GROBOGAN — Menjelang panen, ratusan warga Desa Sugihmanik, Kecamatan Tanggungharjo, Kabupaten Grobogan, Jawa Tengah menggelar doa bersama di pematang sawah desa setempat, pada Jumat (11 Juli 2025).
Ketua Kelompok Tani (Poktan) Dusun Sendangsari Desa Sugihmanik, Budi Prayitno menjelaskan, doa bersama digelar dengan tujuan meminta kepada Allah SWT agar menjauhkan bencana tikus menjelang panen di desa setempat. Warga mulai dari kalangan muda hingga tua ikut serta dalam kegiatan tersebut.
”Kami berdoa supaya panen yang akan tiba kurang dari sebulan ini berjalan lancar sesuai harapan, melimpah, tidak ada bencana alam maupun hama tikus,” ujarnya.
Selain itu, Budi menambahkan, pihaknya juga berharap supaya kelestarian burung hantu terjaga. Sebab, kehadirannya terbukti bisa mengurangi populasi hama tikus yang selama ini menyerang tanaman padi maupun jagung.
”Alhamdulillah, dengan adanya burung hantu, hama tikus dapat terkendali. Di sini kami berdoa bersama dan juga berkomitmen melestarikan habitat burung hantu,” imbuhnya.

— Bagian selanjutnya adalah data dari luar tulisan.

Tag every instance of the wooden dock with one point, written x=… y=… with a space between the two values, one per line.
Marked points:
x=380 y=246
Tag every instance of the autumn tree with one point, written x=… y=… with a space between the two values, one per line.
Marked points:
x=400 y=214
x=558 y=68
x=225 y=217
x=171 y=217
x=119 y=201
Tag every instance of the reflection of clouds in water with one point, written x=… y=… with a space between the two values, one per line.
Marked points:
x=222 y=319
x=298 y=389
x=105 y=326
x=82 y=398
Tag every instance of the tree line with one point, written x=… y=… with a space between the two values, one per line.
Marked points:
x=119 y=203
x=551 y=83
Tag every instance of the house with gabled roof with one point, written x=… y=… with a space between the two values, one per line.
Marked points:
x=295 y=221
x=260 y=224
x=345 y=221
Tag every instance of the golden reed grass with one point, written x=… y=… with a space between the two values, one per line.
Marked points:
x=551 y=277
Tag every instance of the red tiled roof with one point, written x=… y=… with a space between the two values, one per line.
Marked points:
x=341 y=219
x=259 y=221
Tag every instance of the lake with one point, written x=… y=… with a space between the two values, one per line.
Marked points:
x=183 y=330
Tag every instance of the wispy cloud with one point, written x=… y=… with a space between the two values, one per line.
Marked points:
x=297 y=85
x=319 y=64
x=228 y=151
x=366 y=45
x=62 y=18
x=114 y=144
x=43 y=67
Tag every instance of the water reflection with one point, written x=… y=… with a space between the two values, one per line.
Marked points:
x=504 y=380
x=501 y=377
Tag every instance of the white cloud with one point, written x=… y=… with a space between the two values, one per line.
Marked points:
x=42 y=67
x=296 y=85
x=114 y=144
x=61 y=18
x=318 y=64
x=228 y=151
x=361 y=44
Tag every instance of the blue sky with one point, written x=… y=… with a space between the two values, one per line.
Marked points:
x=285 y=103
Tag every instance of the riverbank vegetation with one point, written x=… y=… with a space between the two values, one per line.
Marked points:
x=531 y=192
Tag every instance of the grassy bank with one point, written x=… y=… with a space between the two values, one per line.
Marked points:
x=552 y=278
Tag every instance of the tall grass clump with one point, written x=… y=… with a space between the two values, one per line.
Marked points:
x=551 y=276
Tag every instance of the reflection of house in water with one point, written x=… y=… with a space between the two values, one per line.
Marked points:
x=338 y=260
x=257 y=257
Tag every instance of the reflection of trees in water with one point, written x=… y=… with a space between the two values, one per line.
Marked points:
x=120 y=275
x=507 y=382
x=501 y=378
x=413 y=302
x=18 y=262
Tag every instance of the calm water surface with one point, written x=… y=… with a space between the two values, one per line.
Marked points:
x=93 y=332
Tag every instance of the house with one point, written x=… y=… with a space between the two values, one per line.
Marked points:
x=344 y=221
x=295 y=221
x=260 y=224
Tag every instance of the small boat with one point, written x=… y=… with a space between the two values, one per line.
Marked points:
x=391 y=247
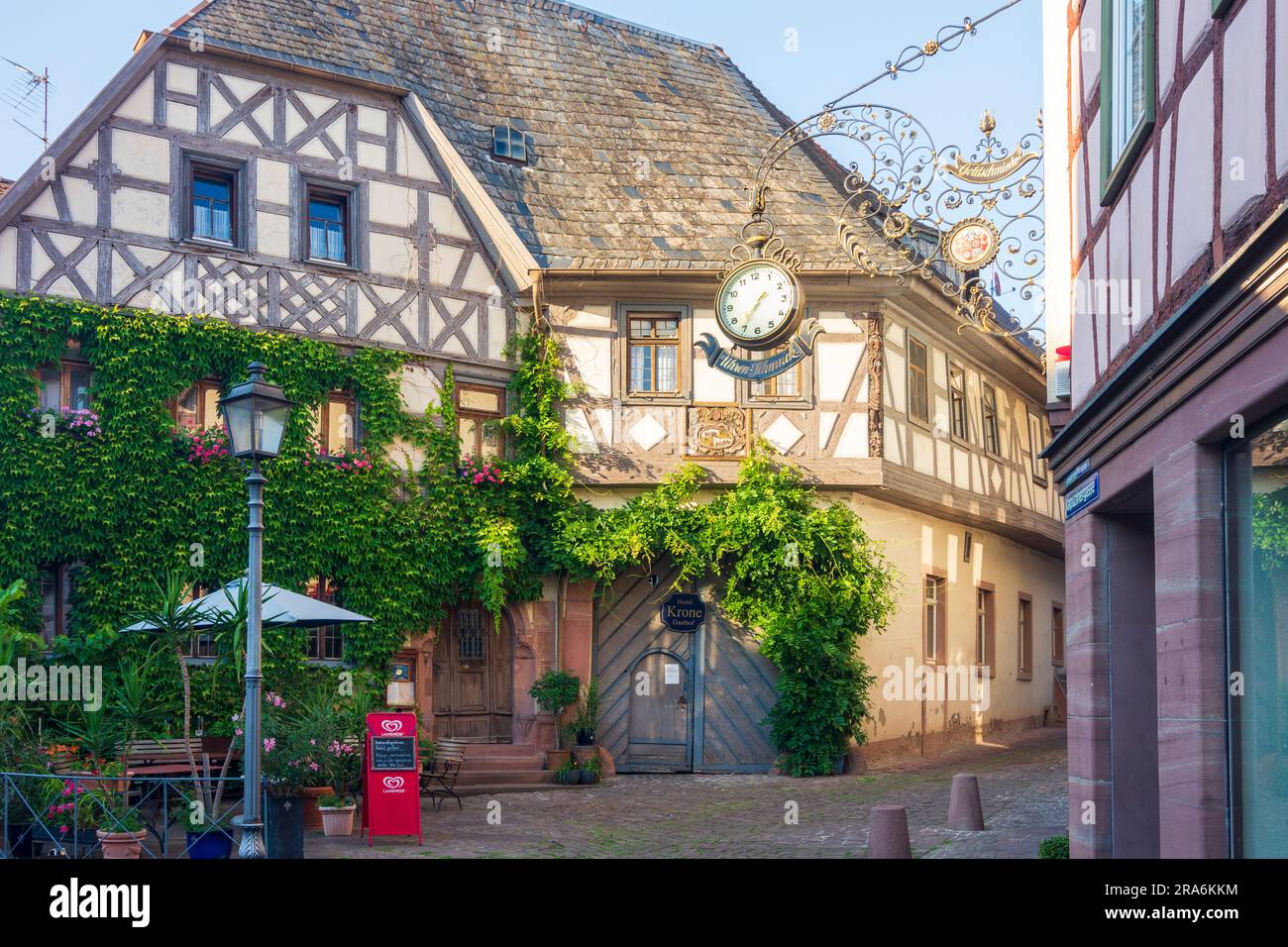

Lebih lanjut, Budi mengungkapkan, pada tahun 2019 hingga 2021 lalu, para petani desa setempat sempat gagal panen akibat tikus. Warga pun tidak ingin momen itu terulang kembali. Kini, kondisi tanaman cukup baik, ia berharap hingga tiba panen bisa terus baik.
Anggota Komisi C DPRD Grobogan Triana Handayani yang ikut hadir dalam gelaran doa bersama itu mengatakan, seluruh langkah telah ditempuh untuk menghadapi hama tikus. Mulai dari melalui gropyokan, melestarikan burung hantu, hingga doa bersama.
”Doa bersama penting dilaksanakan. Selain bersungguh-sungguh berdoa kepada Allah, juga dapat lebih memupuk kebersamaan di antara para petani,” tegasnya.
Triana menyampaikan, ada lebih dari lima burung hantu di lahan pertanian Desa Sugihmanik. Keberadaannya sangat penting untuk membantu menahan populasi hama tikus.
”Itu sangat membantu petani. InsyaAllah panen nanti berlimpah,” pungksnya.